I'm not much into hero worship -- and that still holds for George Washington, well argued to be among the best of America's Founding Fathers in conduct, morality and leadership. Nevertheless, coming to Mount Vernon was an amazing experience, mostly as a walk through time of the life of one man who inarguably impacted our national foundation more than any other.
The experience began in the store area (which is connected to the Mount Vernon Inn Restaurant -- see my review), and migrated through glass doors to the main ticket office, which can be reached without going through the store or restaurant. We followed the tour onto the grounds and got a thorough history lesson and a tour of the Mount Vernon estate. Though most rooms are understandably inaccessible, nearly everything is visible and was well explained by our guide. He discussed Washington's family history and the initial construction of the first house, expansions, his time and experiments on the grounds, relationship with his wife, his conduct with his enslaved staff, his time away as a general (not much into the wartime, itself) and the legacy of the estate.
What struck me most was walking through a home within which lived a man and family far more as a homeowner than as a general or president.
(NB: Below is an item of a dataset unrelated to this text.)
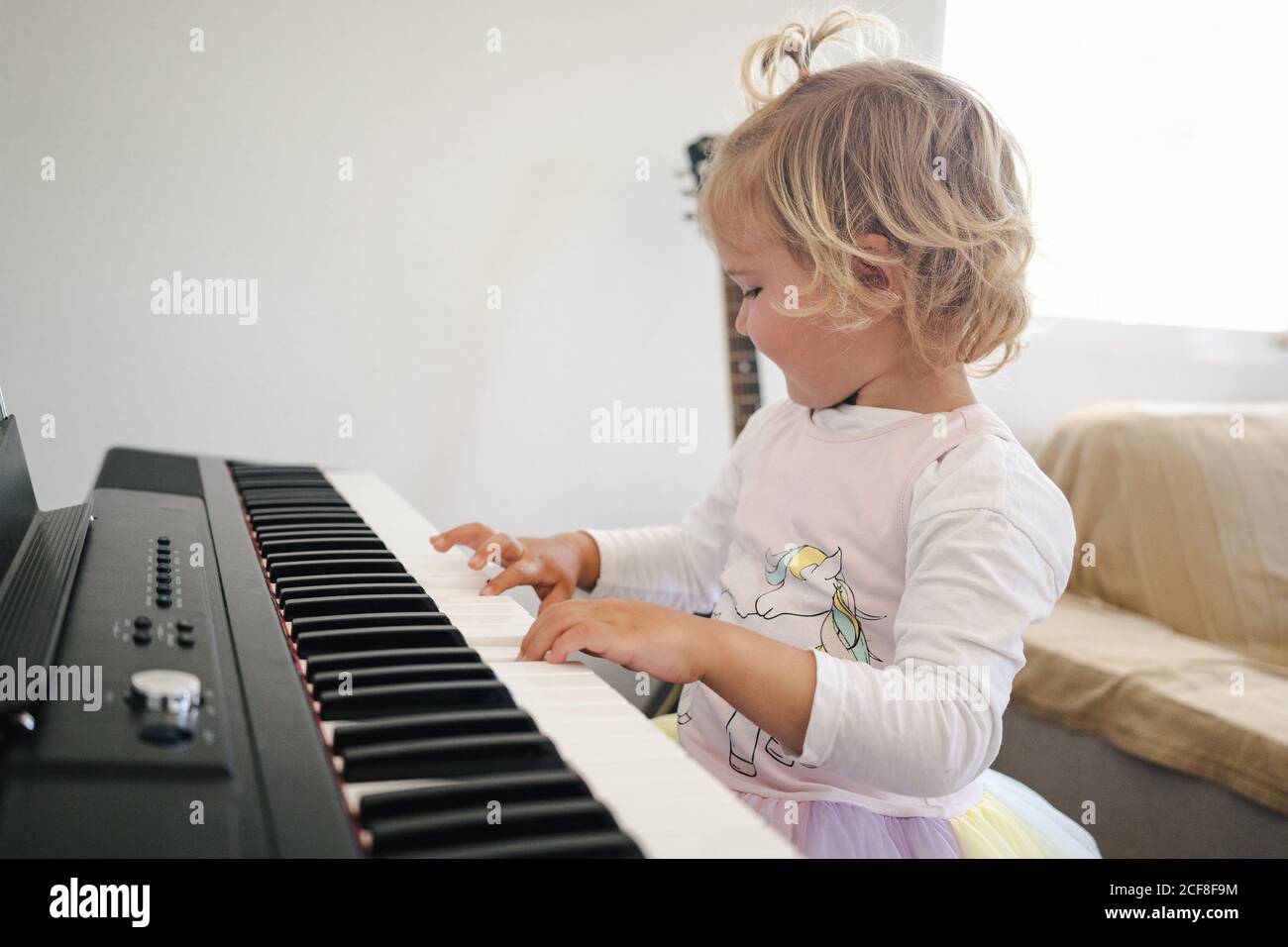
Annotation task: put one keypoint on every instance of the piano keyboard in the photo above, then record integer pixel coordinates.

Not only did Washington only visit his home once while leading the American Revolution as general, but he only served eight years away while president. From infancy, Mount Vernon had been his home. Personally, that interested me more than his other accomplishments.
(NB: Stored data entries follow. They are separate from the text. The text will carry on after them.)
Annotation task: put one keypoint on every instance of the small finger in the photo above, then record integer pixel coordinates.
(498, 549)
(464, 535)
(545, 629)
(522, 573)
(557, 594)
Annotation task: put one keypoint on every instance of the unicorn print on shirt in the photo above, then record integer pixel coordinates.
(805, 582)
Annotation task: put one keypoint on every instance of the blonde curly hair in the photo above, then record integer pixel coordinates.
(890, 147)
The chance to see a home lived in and well used given his stature and import to the national and international community, you could picture Lafayette, Jefferson, Adams, Hamilton, Jones and so many more staying in the upstairs rooms, coming down for breakfast, walking the grounds and otherwise sharing time with George and his family.
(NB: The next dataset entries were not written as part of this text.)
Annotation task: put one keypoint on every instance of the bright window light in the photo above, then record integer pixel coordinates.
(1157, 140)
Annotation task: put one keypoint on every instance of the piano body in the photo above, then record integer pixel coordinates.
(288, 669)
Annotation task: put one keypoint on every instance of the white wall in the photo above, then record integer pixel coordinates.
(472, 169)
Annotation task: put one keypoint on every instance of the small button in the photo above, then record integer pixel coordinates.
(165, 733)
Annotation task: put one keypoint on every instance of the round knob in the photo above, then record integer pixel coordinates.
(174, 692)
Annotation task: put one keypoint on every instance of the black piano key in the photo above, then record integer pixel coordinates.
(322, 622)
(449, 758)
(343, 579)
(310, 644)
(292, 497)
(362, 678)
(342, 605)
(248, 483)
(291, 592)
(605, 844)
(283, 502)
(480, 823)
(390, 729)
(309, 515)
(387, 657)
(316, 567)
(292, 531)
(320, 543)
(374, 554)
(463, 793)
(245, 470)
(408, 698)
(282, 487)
Lastly, my friends and I went to the tomb where George and several generations of his family are buried. I was blessed that, since it began to snow, my friend and I (both service members) helped the staff member roll up the Commander-in-Chief flag to stow away during the inclemency. You look at the marble sarcophagus round about his coffin and realize the body lying within is but dust and the man who once occupied it is long gone, but it serves as a great memory to what any man can do with his life and the legacy he can leave behind.
Before stopping at the sight, however, my friends and I stopped at the Mount Vernon Inn, a restaurant. We were seated quickly in a rather cozy room with a fireplace (I was stoked, so punny). It was comfortable. My friends ordered drinks. For food, I ordered meatloaf -- unsurprisingly, it's Northern meatloaf (the difference is Northern meatloaf is dense and usually served with brown gravy, while Southern meatloaf is fluffy and soft with a tomato topping). It was good, stuffed with greens on a bed of mashed potatoes. It was a great meal and very good, responsive service. My friends loved what they ordered and it was a really great experience!